Atril Used Aspose.Total to Improve Filters and Provided a Real-Time Preview in Déjà Vu Translation Tool

About Atril Solutions

Atril company logo

Atril Solutions has a unique reputation for innovating translation technology from the standpoint of the user, not the technologist. We have never considered new functions in isolation or introduced them solely for the sake of the technology, but we have always worked towards a bigger picture.

Right from our very beginnings in 1993, we have been committed to much more than simply automating the translation process to enhance productivity, aiming above all to provide a tightly-integrated tool that helps everyone in the translation supply chain work. The ultimate goal has been to make it as effective and efficient, as possible. This all shouldn’t be surprising, as these are our roots.

During our system design, we never involved any trade-offs between quality and productivity. Just as they have always been conceived, so they can be easily and flexibly customized to individual needs.

This thinking has always enabled us to constant technological innovation. Just as it has involved us in close dialogue with our users, this approach itself has been innovative while ensuring our product development makes a real impact on quality, productivity, and reputation.

Over the years, we have added a large number of features. As we continued research into the techniques that drive Déjà Vu, we have steadily added new translation features and refined existing techniques to increase both speed and output. And we have also added a large number of filters, both for documents and for database importing and exporting.

Problem

Our translation tool, Déjà Vu, provides an interface that allows users to translate documents in a wide variety of formats. It includes a number of filters that extract the translatable content from the documents, and store any inline markup or formatting information in placeholders. The user, therefore, does not see the real formatting of the documents; while in some cases, this can be an advantage. Because having to rearrange numerous placeholders in the translated text is a time-consuming task.

The increase in complexity of the Microsoft Office applications over the years means that Office documents, and Word documents, in particular, are littered with markup that is not visible to the user when working in Office. But often it results in a large number of unnecessary placeholders when those documents are imported into Déjà Vu.

Until now, processing the older pre-Office 2007 formats required the users to have Office installed and to partly or completely process the files through Office automation. Having to rely on automation also limits the stability of the filters, since they cannot be safely used in server-side applications. Having separate filters for the Open Office XML formats creates unnecessary complexity for the end-user, who is not interested in knowing whether a DOC file has to be converted into RTF using Word automation before being imported, or a DOCX file can be processed by extracting the XML content inside it.

When started to plan the new version of our product, where we decided to change all of this.
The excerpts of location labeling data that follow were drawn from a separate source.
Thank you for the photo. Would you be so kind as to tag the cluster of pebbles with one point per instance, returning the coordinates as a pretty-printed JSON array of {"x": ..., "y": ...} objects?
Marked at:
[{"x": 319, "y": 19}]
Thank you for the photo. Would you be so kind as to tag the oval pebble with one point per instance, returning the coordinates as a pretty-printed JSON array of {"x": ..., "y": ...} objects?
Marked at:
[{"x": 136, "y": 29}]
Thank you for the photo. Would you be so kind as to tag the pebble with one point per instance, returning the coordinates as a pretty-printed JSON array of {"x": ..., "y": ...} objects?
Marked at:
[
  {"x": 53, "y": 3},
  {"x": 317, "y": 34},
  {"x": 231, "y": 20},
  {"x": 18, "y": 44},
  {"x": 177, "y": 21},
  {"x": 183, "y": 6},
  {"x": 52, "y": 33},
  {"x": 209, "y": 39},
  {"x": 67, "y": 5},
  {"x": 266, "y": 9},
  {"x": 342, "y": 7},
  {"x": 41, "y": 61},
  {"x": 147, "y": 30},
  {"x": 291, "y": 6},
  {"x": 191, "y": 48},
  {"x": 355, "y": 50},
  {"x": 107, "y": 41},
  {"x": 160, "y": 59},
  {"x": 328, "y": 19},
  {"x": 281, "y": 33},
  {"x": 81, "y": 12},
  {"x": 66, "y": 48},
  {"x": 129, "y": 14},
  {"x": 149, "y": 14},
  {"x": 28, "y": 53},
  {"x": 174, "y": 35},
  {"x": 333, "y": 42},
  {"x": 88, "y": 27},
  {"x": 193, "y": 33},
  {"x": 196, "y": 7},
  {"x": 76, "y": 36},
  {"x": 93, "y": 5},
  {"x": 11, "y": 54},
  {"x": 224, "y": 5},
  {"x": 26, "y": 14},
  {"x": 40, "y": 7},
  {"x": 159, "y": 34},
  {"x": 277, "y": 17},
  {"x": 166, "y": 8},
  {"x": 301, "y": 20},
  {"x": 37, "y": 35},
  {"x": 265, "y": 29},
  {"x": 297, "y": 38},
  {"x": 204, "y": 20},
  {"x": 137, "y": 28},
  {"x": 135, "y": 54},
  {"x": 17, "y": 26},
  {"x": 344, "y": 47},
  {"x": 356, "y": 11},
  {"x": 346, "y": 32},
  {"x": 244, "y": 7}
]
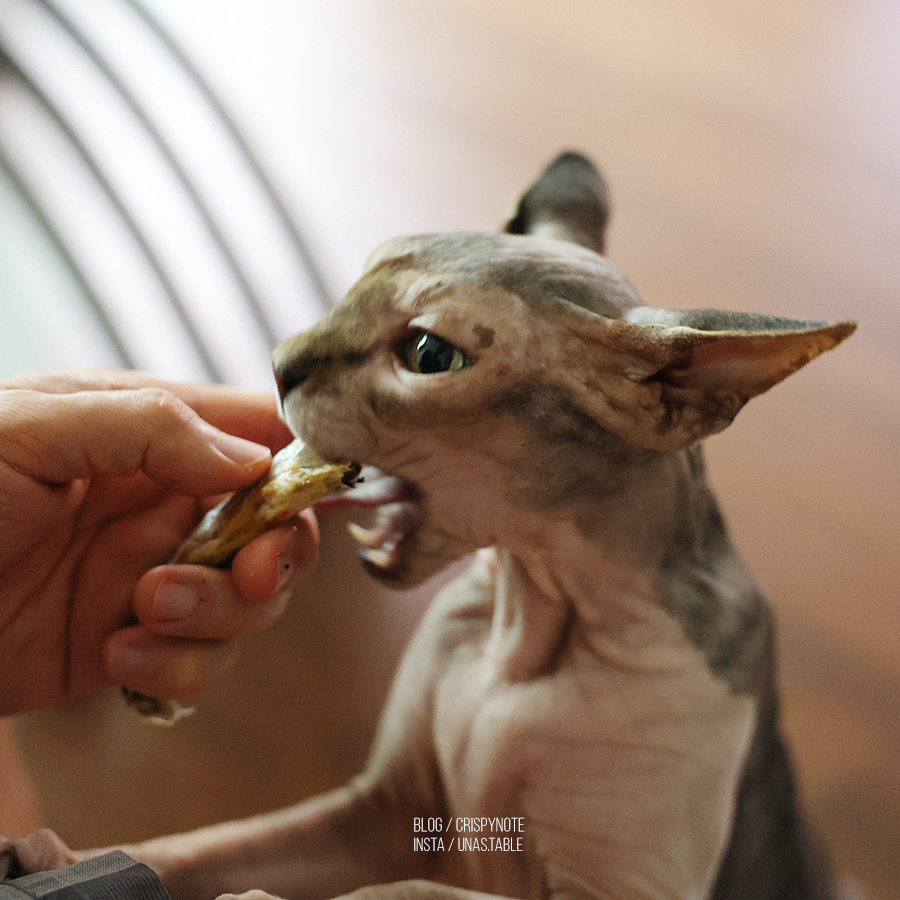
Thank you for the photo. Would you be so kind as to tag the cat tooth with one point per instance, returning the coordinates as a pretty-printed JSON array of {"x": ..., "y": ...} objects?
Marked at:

We required components that would allow us to process different types of Office documents consistently without relying on OLE automation. It shall allow us to easily extract formatting information so that we could display this to the user in a pseudo-WYSIWYG interface, and easily convert document content to HTML format. This could provide users with a more realistic real-time preview of the formatted translation.

For all our users – over 10,000 across the world – this would be an incredibly welcoming improvement, as it will improve the ergonomics and usability of our product. It will also reduce the amount of additional formatting they need to do outside our tool, thus considerably increasing their productivity.

Solution

We chose Aspose because it provided nearly all of the functionality of the Office Open XML SDK, and it also provided consistent solutions across different file formats (for example RTF, DOC, and DOCX) and allowed us to easily extract and manipulate basic formatting information.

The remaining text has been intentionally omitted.